Down here some BBC programmes seem to have a bit of a fetish for smallholders and hobby farmers doing unusual things.

Posted
7 minutes ago, Ferdinand said:

 

I hope I haven't offended, and thanks for the reply.

 

Down here some BBC programmes seem to have a bit of a fetish for smallholders and hobby farmers doing unusual things.

 

No not at all.

 

I am not from these parts but family crofts are very important to those that live on them. 

 

Often they can reassemble small islands of land within a sea of bog and heather.

 

Even in the time I have been here a lot more have been split in size or gradually sold for house sites. You then get the small holders and hobby farmers that you refer to.  

Posted

My wife receives chilled medical supplies through the post and these are wrapped with about 2 sq.ft of sheep’s wool. I have been collecting them up and recently I threw some down in one of my loft spaces. Would probably take around a century to fill it but it saves space in the bin throwing it away ?

  • Like 1
Posted (edited)

 λ Sheep wool = 0.039 W.m-1.K-1

 

How many sheep would you need if you wanted to have a U-Value of 0.15 W.m2.K-1

 

R = l /  λ

Where l = thickness in metres

 

U = 1 / R

 

I have no idea what the thickness of a fleece is, or the area, or how much is lost after cleaning, treating and processing into batts.

 

But after listening to this:

https://www.bbc.co.uk/programmes/b093hdkw

I may go out and kiss a goat.

 

Edited by SteamyTea
  • 2 weeks later...
Posted
On 21/10/2021 at 07:49, SteamyTea said:

R = l /  λ

Where l = thickness in metres

 

U = 1 / R

 

It seems to keep the sheep cosier than a layer of fibreglass would.

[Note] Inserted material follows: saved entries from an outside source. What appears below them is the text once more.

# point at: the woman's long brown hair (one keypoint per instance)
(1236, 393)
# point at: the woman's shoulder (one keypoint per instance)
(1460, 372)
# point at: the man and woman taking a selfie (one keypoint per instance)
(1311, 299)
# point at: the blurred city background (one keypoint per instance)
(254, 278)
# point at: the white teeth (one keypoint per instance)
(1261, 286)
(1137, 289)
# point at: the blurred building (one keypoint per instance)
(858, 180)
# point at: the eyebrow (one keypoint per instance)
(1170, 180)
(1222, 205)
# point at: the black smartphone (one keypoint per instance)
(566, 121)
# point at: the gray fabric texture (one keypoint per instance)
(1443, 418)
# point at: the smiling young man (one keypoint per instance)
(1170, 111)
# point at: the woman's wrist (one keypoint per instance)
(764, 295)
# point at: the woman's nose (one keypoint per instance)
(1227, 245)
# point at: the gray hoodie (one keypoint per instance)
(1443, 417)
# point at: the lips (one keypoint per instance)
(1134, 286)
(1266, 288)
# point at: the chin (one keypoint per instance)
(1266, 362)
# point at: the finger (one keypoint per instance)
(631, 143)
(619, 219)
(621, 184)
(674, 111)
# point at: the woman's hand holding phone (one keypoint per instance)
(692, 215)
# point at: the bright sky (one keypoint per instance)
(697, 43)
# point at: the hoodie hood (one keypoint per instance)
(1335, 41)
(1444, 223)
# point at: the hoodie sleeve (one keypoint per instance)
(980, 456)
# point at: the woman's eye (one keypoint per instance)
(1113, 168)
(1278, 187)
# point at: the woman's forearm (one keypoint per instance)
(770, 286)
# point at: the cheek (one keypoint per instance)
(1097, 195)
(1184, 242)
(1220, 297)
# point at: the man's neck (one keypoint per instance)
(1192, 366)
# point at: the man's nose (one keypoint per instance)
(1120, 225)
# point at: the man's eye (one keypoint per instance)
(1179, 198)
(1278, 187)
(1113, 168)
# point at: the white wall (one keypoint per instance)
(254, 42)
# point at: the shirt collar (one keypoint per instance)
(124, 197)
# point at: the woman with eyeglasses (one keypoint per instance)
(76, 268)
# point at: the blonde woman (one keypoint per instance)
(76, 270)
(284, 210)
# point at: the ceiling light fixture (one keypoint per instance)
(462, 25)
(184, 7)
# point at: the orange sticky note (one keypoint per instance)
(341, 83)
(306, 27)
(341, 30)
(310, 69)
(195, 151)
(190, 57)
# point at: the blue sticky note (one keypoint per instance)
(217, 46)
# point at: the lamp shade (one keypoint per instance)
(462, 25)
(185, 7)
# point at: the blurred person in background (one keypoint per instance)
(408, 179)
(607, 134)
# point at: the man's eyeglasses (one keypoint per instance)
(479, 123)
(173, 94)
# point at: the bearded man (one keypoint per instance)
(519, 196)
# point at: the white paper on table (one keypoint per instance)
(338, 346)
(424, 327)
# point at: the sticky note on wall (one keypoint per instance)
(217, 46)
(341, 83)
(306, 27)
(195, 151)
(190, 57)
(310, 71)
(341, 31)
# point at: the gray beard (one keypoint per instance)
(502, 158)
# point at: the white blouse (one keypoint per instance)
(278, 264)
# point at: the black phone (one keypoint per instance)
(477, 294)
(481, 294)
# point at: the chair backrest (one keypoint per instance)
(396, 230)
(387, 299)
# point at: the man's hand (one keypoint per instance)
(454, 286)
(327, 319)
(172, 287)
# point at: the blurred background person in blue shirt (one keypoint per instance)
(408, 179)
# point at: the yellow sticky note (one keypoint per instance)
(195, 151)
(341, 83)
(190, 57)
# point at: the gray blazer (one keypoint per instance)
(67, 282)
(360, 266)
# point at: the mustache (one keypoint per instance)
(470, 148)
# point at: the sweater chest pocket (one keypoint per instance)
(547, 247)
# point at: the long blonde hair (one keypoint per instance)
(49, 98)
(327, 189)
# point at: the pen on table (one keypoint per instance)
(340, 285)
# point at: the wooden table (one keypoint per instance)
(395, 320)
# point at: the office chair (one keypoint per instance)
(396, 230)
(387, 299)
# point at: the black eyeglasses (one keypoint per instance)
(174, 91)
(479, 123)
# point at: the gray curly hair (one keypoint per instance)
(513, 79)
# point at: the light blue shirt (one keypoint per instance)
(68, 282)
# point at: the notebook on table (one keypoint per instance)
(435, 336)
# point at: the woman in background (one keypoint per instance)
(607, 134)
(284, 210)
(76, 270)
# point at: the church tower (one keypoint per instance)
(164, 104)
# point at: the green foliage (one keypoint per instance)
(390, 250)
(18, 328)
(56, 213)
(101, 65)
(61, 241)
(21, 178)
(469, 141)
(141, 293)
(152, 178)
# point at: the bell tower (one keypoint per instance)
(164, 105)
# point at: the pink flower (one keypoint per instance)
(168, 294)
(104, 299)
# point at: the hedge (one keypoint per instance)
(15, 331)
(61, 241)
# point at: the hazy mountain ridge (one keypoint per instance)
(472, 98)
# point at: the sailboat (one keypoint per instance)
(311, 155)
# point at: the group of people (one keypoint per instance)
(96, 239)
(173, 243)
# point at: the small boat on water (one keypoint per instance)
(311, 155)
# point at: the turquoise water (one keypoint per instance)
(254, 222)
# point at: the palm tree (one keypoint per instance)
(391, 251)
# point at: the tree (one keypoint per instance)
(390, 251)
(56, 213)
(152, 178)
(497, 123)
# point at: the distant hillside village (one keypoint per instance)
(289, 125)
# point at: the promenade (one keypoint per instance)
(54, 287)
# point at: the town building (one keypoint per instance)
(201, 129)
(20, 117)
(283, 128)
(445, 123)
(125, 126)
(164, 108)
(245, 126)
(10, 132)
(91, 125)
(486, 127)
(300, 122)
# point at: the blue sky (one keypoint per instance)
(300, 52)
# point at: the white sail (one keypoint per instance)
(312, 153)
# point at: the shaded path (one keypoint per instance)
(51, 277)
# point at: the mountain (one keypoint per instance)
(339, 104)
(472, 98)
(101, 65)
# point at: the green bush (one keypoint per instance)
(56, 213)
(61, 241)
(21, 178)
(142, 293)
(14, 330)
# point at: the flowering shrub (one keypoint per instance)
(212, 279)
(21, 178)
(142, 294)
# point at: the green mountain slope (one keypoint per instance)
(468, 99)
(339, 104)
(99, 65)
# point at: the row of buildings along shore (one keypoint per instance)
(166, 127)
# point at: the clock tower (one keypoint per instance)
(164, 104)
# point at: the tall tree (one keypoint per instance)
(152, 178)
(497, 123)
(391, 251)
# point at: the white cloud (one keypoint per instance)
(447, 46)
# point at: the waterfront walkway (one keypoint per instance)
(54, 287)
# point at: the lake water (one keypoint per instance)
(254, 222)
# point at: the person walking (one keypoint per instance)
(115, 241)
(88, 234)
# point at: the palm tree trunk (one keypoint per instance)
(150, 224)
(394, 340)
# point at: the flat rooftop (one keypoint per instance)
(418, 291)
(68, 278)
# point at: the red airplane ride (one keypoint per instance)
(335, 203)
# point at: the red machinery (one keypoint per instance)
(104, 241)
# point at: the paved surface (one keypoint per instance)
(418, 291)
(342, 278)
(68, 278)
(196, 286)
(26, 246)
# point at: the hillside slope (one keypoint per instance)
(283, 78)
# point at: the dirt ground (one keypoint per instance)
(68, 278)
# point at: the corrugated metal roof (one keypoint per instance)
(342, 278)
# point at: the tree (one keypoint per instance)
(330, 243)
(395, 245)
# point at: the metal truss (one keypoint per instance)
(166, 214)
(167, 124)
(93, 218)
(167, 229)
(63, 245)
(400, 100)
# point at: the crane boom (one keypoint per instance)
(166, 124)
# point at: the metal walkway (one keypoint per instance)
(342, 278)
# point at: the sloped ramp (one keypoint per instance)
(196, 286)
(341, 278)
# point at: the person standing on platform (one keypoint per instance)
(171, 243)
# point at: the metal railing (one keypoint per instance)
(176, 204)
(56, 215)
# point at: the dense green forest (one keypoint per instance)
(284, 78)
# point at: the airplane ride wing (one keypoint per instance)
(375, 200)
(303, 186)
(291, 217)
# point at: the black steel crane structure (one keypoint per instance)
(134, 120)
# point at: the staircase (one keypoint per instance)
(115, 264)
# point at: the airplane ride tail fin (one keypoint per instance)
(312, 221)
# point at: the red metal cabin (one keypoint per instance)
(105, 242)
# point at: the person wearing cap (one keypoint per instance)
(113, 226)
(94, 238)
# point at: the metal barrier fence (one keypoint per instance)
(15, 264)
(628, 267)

But I see what you did there:

 

R = Ram

U = Ewe

λ = lamb

 

I have found some stuff on converting wool, and it would seem to need an awful lot of washing, to get rid of manure, lanolin, weeds etc.so perhaps not as 'green' as it might seem.

Maybe try washing a fleece in the cement mixer next summer.

 

 

Posted
8 hours ago, saveasteading said:

I have found some stuff on converting wool, and it would seem to need an awful lot of washing, to get rid of manure, lanolin, weeds etc.so perhaps not as 'green' as it might seem.

Pretty sure it is on one of the higher embodied energy and carbon insulations.

ICE used to have the figures.

Posted
32 minutes ago, SteamyTea said:

Pretty sure it is on one of the higher embodied energy and carbon insulations.

ICE used to have the figures.

It's all in the emissions of the sheep, not the processing, and that depends heavily on how you count it - they're ruminants (lots of methane) and the land use changes from what would have been largely temperate rainforest in prehistory are pretty severe too.

Posted
15 minutes ago, pdf27 said:

not the processing,

And the processing, I don't think Craig Jones looked the larger picture.

One of the problems is that processing wool into insulation is a very small scale business, and anything that is small scale has high fixed overheads.

 

Posted

I know of a house where they used sheeps wool insulation.  Although it was boron treated they got infested with wool moths which were very difficult to eradicate.